Road - class 3 togher, Derrynagran, Co. Longford
Co. Longford |
Roads & Tracks
In the bogland of Derrynagran, County Longford, a road lies preserved in the waterlogged ground, built not from stone or tarmac but from carefully laid branches of ash and hazel.
It is easy to overlook the significance of such a thing, but this modest timber trackway represents a form of engineering that kept people, animals, and goods moving across Ireland's treacherous wetlands for thousands of years.

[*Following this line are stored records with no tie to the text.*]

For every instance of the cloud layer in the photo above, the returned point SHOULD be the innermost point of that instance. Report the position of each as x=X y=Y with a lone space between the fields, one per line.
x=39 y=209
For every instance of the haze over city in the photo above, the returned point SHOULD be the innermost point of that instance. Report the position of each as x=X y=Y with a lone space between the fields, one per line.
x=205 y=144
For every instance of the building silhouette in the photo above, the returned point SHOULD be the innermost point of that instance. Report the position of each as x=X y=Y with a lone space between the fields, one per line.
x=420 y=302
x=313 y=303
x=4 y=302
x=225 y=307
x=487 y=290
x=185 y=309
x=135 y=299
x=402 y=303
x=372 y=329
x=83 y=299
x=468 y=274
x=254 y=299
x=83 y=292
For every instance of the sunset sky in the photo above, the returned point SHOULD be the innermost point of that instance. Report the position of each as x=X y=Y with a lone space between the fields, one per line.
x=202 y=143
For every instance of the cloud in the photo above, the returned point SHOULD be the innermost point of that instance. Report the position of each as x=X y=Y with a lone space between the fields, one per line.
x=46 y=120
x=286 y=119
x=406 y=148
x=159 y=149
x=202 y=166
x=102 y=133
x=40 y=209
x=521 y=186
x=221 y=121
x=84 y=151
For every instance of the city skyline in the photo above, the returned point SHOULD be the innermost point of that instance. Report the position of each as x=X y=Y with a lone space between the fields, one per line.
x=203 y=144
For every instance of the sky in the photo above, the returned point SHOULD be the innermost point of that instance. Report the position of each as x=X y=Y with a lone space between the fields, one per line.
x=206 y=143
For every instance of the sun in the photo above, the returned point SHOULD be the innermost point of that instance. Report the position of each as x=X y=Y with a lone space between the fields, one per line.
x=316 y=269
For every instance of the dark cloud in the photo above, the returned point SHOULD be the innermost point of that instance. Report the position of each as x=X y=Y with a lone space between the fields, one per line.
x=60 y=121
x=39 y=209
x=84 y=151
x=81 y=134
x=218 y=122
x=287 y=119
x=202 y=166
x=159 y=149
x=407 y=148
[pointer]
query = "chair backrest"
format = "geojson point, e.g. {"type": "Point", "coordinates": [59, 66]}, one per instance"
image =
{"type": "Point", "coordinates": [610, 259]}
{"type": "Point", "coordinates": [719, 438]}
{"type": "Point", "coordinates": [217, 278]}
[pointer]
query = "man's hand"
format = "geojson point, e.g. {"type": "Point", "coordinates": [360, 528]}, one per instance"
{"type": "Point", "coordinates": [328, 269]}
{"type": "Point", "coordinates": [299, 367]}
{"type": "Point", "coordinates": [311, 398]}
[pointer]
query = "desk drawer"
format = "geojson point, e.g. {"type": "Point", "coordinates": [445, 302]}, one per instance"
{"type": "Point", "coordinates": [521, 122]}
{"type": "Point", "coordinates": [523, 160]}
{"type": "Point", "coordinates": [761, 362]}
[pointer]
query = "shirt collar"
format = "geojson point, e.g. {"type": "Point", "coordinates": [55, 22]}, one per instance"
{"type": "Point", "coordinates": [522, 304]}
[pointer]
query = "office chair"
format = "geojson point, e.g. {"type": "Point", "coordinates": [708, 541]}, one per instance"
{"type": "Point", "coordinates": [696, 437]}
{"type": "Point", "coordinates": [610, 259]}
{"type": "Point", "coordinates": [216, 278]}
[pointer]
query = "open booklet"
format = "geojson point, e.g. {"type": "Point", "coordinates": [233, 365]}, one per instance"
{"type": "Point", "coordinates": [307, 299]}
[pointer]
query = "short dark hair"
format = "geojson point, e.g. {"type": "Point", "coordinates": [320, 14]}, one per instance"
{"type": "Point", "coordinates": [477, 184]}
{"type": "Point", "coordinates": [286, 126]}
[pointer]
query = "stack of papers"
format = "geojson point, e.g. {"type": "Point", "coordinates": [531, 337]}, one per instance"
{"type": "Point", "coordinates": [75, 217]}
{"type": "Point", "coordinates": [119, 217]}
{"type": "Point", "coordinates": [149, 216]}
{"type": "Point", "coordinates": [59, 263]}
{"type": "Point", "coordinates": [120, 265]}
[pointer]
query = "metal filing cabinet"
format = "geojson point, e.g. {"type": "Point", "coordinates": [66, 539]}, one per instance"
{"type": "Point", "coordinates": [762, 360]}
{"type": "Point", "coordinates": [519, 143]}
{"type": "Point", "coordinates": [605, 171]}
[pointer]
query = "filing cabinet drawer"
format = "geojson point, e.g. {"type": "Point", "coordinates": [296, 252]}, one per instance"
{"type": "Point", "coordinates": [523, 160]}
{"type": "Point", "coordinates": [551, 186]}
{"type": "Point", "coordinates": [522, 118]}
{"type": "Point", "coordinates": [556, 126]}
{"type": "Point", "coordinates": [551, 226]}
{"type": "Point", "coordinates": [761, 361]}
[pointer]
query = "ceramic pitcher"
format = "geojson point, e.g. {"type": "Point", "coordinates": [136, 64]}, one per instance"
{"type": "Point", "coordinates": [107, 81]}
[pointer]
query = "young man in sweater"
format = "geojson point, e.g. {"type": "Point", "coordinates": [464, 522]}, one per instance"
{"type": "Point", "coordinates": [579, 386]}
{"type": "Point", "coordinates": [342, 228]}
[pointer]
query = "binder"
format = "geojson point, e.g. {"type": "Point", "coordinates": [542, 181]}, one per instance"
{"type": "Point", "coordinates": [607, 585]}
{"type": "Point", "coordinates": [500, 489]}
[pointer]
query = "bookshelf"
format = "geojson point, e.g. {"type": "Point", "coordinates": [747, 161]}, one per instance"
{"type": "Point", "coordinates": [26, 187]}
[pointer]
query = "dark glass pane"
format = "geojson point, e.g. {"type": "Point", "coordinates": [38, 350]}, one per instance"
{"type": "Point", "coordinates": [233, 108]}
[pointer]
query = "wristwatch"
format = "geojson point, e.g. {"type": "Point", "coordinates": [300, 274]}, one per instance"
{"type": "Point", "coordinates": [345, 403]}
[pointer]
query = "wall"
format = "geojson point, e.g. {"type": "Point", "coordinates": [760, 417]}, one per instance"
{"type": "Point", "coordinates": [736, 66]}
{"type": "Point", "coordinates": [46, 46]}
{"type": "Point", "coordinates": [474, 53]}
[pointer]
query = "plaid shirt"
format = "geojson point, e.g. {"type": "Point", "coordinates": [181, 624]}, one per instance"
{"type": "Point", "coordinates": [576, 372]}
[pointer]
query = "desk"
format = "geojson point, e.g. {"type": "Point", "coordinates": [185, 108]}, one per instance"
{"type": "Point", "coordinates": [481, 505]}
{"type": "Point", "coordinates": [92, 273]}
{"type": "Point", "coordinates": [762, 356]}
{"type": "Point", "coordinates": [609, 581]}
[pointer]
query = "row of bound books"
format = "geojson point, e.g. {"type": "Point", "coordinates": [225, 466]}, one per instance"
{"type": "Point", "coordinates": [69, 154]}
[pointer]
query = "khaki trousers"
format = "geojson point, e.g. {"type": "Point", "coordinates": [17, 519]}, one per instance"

The structure is what archaeologists call a togher, a term for a wooden road or trackway constructed across boggy or marshy ground. This particular example is classed as a class 3 togher, meaning it combines both longitudinal timbers laid along the direction of travel and transverse roundwood set across the path, a technique that distributes weight and prevents the surface from sinking. The Derrynagran togher is oriented roughly north-northwest to south-southeast, measures 1.25 metres in width, and survives to a depth of 0.29 metres. The roundwood used in its construction ranges from six to seven centimetres in diameter, modest in size but consistent, suggesting a degree of selection and intention in how the materials were gathered. Ash and hazel are both fast-growing, flexible woods that would have been readily available at the margins of a wetland, and their use here points to builders who understood the properties of local timber. The data on which this record is based was gathered by the Irish Archaeological Wetland Unit at University College Dublin, a body that spent years systematically recording the bog roads of the Irish midlands before much of the evidence disappeared beneath drainage schemes and peat extraction.